在这深州,还没有人敢在太岁头上动土,还没有人敢狗胆包天到威胁云家与厉家。
贾孝乾与郭春英这行径,与找死又有什么区别呢?
许久,贾孝乾张了张嘴,态度已经软化了许多,甚至带着些许的讨好。
“是,我知道云家与厉家的地位,我俩,也真没想过要威胁你们,我们就是……就是走投无路了,毕竟小笙是我们唯一的孩子啊!”
听到这话,云天嗤笑:“唯一的孩子?
那贾嫱呢?
她不是你们生的吗?
为人父母做到你们这个份上,真是畜生不如啊。”
贾孝乾与郭春英说不出话来,半晌,郭春英嚅嗫说道:“那,那看在我们是亲戚的份上,这次,你们救救小笙吧,我保证以后一定好好管教他,保证不让他再闯祸了。”
瞧,都到这份上了,这夫妻俩竟然还替自己的儿子说好话,这份溺爱,简直无可救药。
“既然话说到这里,那我不妨再告诉你们一些事,贾笙在监狱里,已经都交代了,其中也涉及到了你们,比如当年的几桩命案。”
云天凑近贾孝乾,伏在他耳边低声说道。
一听这话,贾孝乾的脸色登时就变了,他踉跄后退几步,抖着嗓子说道:“我,我们什么都没错,那些尸体都不是我们处理的。”
瞧,这话再次暴露了自己,云天摊手一笑,眼底满是讽刺。
“你看,我都还没说什么呢,你们就自己招了,贾笙自己招供说,他杀死的那几个人,都是你们夫妻俩帮忙处理尸体的,所以,你们也是同伙。
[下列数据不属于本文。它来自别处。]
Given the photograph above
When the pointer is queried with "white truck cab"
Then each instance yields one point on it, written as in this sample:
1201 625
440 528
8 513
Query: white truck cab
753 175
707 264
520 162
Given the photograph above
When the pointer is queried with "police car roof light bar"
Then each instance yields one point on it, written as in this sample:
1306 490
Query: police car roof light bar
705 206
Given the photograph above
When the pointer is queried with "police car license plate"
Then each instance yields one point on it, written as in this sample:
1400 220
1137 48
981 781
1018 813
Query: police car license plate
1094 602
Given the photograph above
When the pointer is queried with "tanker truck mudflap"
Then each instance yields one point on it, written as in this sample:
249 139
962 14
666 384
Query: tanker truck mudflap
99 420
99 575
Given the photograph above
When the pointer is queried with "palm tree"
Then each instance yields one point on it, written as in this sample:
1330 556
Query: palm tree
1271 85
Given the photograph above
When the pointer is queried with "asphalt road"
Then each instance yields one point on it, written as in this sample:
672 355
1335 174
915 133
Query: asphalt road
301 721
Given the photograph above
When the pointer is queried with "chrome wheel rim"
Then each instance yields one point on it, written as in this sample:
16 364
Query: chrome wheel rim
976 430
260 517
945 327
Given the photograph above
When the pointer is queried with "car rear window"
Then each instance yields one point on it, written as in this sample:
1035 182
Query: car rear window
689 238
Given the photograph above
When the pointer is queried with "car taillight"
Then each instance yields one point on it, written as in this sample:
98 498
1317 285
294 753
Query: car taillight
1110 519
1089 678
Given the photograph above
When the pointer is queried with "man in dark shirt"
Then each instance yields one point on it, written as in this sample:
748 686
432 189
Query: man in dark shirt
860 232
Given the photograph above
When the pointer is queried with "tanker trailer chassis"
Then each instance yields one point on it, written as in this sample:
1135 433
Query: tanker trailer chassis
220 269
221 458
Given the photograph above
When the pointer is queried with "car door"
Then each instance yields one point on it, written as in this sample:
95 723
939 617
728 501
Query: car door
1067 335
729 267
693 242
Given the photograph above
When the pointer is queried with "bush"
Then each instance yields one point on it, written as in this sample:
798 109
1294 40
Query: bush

”
云天一语道破,将贾孝乾脸上那最后一丝的冷静也扯了个干净。
他的每一句话,都像是最锋利最尖锐的刀,深深扎进了贾孝乾的心脏,疼得他喘不上气来。
他们最疼爱的儿子,竟然为了保命,而将父母出卖了个干干净净。
这一刻,他的心忽然涌上愤怒与仇恨,他们这一辈子,都是被贾笙给拖垮了。
如果没有贾笙,他们现在过得肯定很好,贾嫱那么孝顺懂事,一定会好好照顾他们的。
他们像其他父母一样,给女儿带带孩子安享晚年,这一生都安宁无忧,哪里会像现在这样,到了老境还为了那个不孝子奔波。
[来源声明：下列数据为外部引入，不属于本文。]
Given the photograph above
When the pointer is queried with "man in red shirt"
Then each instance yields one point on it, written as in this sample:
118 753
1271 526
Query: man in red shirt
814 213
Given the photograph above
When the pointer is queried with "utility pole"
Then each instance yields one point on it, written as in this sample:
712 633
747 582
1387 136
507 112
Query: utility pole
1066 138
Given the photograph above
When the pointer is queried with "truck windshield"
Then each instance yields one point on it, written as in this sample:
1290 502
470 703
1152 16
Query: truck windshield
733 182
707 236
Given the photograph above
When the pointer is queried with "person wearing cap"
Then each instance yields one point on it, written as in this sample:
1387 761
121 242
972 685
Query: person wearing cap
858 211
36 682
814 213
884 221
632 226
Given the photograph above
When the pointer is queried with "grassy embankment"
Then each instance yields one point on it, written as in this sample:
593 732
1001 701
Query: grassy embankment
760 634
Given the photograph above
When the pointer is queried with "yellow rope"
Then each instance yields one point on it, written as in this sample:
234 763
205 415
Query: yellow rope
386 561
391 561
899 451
“如果不是小嫱替你们求情,如果不是她出面斡旋,你以为你们现在能在这里闹事?
你们只怕也在监狱里陪着贾笙呢!”
云天嗤笑说道:“如果你们愿意,我也可以成全你们,也可以让你们一家三口在监狱里团聚,你们,意下如何?”
听到他们也要坐牢,想到监狱里那生不如死的日子,郭春英与贾孝乾的脸色都变得极为难看。
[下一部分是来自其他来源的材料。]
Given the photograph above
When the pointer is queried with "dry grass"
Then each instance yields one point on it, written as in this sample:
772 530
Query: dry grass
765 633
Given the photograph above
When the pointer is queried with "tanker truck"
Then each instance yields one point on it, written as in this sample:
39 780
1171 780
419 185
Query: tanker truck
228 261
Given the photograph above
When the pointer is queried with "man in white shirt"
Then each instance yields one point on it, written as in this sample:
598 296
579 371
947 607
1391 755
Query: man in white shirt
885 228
不,不,这不是他们想要的生活,他们不能为了那个狼心狗肺的儿子,而将自己的晚年都搭进去,不值当,不值当啊!思及至此,贾孝乾抖着嗓子说道:“我,我们这就回兰城,我保证,直到我们死,都不会再来深州了,都不会再找贾嫱的麻烦了。”